Throughput, measured in tokens per second, is an essential outcome for large-scale LLM pretraining. However, it has limitations when it comes to providing a complete picture of efficiency. Throughput can be affected by various factors such as GPU count, network topology, storage bandwidth, data modality, sequence length, model architecture, and hyperparameters like global batch size.
This means that throughput is not only context-sensitive but also outcome-dependent. It does not provide insight into the reliability, recovery, and compute efficiency of the training process. In other words, throughput is an outcome, not a normalized measure of efficiency.

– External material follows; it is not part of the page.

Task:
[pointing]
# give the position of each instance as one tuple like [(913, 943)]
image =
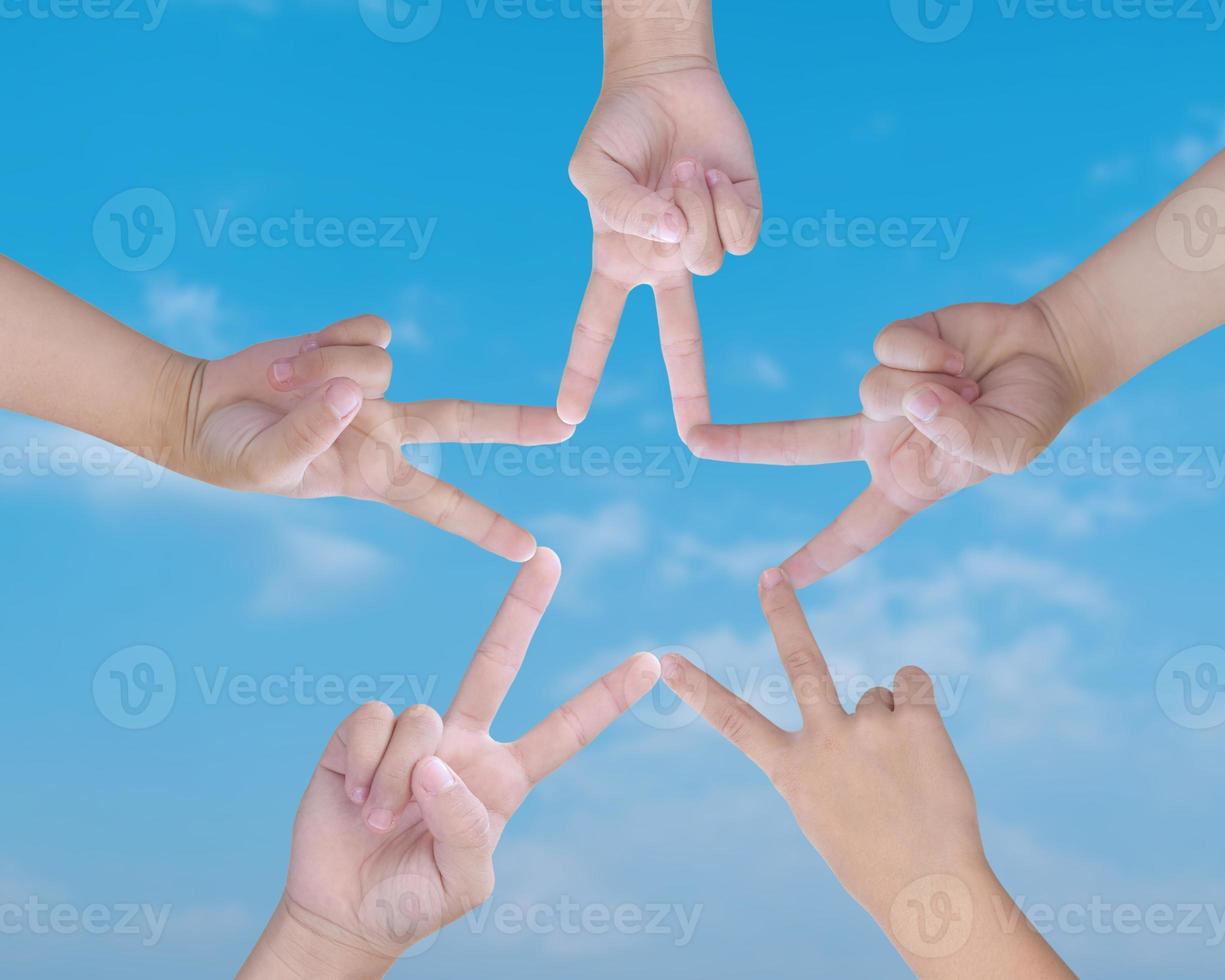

Goodput is a metric that aims to address these limitations by providing a more comprehensive understanding of efficiency in LLM pretraining. It measures the fraction of theoretical training capacity that is converted into useful training progress, taking into account both productive time and lost productivity.
To understand goodput, it’s essential to consider its decomposable nature. The metric can be broken down into three layers:
- Infra Goodput: This layer captures the availability of the training system, measuring how often the job is actually training rather than being unavailable due to infrastructure faults or orchestration delays.
- Framework Goodput: This layer assesses the loss of progress when failures occur, focusing on checkpointing overhead and recovery waste.
- Model Goodput: This layer examines the efficiency of compute utilization, measuring how effectively the training program converts peak accelerator capability into model computations.
These three layers provide a holistic view of goodput, allowing for actionable insights into where time is lost and why.
Goodput is essential because it provides a normalized measure of efficiency that can be compared across different systems and stacks. This normalization enables engineers to identify areas for improvement and prioritize efforts more effectively.
In addition to its utility as a standalone metric, goodput also serves as a framework for decomposition. By breaking down the training process into its constituent layers, engineers can pinpoint specific bottlenecks and areas for optimization.
The Google Approach
Google has introduced ML Productivity Goodput as an efficiency metric for end-to-end training systems. The company’s API-driven approach enables developers to compute goodput and diagnose badput sources across the stack.
The Google approach highlights the importance of attribution in understanding efficiency. By attributing losses to specific layers, engineers can identify areas where improvements are needed most.
Practical Considerations
Measuring goodput in practice requires careful instrumentation. A practical measurement stack typically includes:
- Establishing a measurement window
- Recording “productive training time” explicitly
- Tying each disruption to a fault event
- Computing MFU from steady-state training
These steps enable engineers to track productivity loss and identify areas for improvement.
Large-scale LLM pretraining is fundamentally a distributed systems problem wrapped around a massively parallel math problem. Throughput is an essential outcome, but it does not provide a complete picture of efficiency.
Goodput provides a normalized, decomposable alternative, measuring the fraction of theoretical training capacity that translates into actual progress and attributing losses to specific layers of the stack. By understanding goodput, engineers can identify areas for improvement and prioritize efforts more effectively, ultimately leading to more efficient and productive large-scale LLM pretraining processes.
If you’re building or operating large-scale ML systems and starting to think in terms of stack-level goodput rather than just tokens per second, the deeper work lies in how infrastructure, frameworks, and model design interact.